Santa Rosa Junior College’s very own newspaper The Oak Leaf won the General Excellence award for the seventh time in the past eight years at the Journalism Association of Community College’s State Convention April 3-5.
General Excellence is determined on three consecutive publications. Only 15 other community colleges won the award.
“I feel really good about winning General Excellence,” said former co-Editor-in-Chief Darcy Fracolli. “Frankly I’m just glad we didn’t drop the ball.”
Former co-Editor-in-Chief William Rohrs said, “I’m just relieved. Basically last semester was a rebuilding year for us. We had a lot of new people, but we stepped up to the challenge.”
Eighteen Oak Leaf students traveled to the three-day conference in Burbank to attend workshops and compete in on-the-spot competitions.
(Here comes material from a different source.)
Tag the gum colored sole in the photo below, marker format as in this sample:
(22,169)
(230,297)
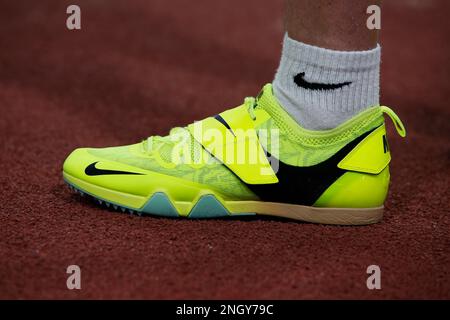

JACC also presented mail-in awards for work published in 2013. Features editor Julie Lee won second place in the profile feature category.
Fracolli won third place in the editorial category.
Graphic designer Daniel Barba-Almeida won honorable mention in the illustration category.
During the conference, multiple Oak Leafers participated in on-the-spot competitions. Fracolli won second place in the on-the-spot opinion after attending a press conference. She only had an hour to write the article.
Barba-Almeida won third place in news judgement/layout by taking a schedule of stories in the first round and making a sketch for a front page in an hour an a half. In the second round he had to complete the design in Indesign in an hour.
First semester staff writer Nate Voge won honorable mention in on-the-spot features writing when he was dropped off at the Gene Autry Museum in Los Angeles, given a little more than 90 minutes there to find a feature story and then an hour to write the story.
Another first semester staff writer, Matt Fowler, won honorable mention in the broadcast newswriting competion. He was given a schedule of stories and had to write a seven-minute radio broadcast script.
Photographer Erik Ramirez won honorable mention in the feature photo competition.
Rohrs won a $750 journalism scholarship, the highest awarded.
“Although not everyone brought back an award, I personally feel like I came back with lots of new, fresh ideas for the paper,” said layout designer Chantelle Bogue.
“I’m especially proud of the General Excellence award because of all the awards; it represents the hard work of the entire staff,” said Oak Leaf advisor Anne Belden.